NGC claimed that a consensus was building in the hills that “a neutral non-political body” must lead the talks with the Centre on a 'permanent political solution'
Darjeeling MP Raju Bista and Gorkha leaders with Amit Shah in New Delhi on Friday

Vivek Chhetri   |   Darjeeling   |   Published 07.08.21, 03:58 AM

The National Gorkhaland Committee (NGC), an apolitical outfit which positions itself as a “think tank” of the Gorkha community in Darjeeling, claimed that a consensus was building in the hills that “a neutral non-political body” must lead the talks with the Centre on a “permanent political solution”.

Lt Gen. (retd) Shakti Gurung, the chairman of the NGC, on Thursday wrote to Darjeeling BJP MP Raju Bista, claiming that political parties in the hills were now “unanimous” that “a neutral non-political body like the NGC must lead the talks with the Centre to remind the Central Government to fulfil its long pending promise of PPS to the Gorkha Community before the current Monsoon Session ends”.


The BJP’s 2019 general election manifesto had said: “We are committed to work towards finding a permanent political solution to the issue of Darjeeling Hills, Siliguri, Terai and Dooars region.”

While the NGC is bullish that it can lead discussions on the PPS, it is unlikely that the Centre will heed the demand. BJP MP Raju Bista, who led a delegation to call on Union home minister Amit Shah in New Delhi on Friday, claimed that the Centre would convene a tripartite meeting in the first week of September.

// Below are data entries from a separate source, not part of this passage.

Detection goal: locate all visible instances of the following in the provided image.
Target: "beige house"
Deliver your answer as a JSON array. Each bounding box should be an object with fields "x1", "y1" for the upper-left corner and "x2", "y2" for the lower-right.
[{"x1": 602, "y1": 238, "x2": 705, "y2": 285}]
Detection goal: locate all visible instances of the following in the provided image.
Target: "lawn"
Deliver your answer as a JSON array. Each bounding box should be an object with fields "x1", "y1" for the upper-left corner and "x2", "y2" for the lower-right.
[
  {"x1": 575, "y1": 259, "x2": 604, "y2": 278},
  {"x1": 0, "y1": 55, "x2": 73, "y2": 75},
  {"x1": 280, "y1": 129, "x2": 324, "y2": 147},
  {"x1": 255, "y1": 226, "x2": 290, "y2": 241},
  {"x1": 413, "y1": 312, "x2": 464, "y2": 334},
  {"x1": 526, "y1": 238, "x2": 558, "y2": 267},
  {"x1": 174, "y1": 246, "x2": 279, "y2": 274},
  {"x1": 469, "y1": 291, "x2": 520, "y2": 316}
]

The tripartite meeting will involve representatives of central and state governments and Gorkhas.

The ongoing Parliament session will end on August 13 and the NGC’s hope to take forward the demand and seek a concrete assurance before the monsoon session ends has gone down the drain with Bista’s statement.

In an earlier letter to Bista, Gurung had said: “It was also felt that if a Bill is to be passed in parliament for a separate home state/UT as PPS for the Gorkha community, it must be done in this session itself as the next Winter Session would be too close to the elections in UP because of which the BJP would be unlikely to take any major decision affecting any other part of the country.”

Many feel that the moot question is whether current developments in the hills have put the BJP under pressure to start a dialogue on the PPS promise it had made in the Lok Sabha election manifesto.

“Several factors like the hunger strike by S.P Sharma of ABGL (Bharati Tamang faction), the letter by an apolitical party (NGC) to take forward the issue and even Anit Thapa’s decision to float a new political party and also the open expression of grievances by the BJP’s allies in the hills, more particularly by the GNLF, are putting pressure on the BJP,” said an observer.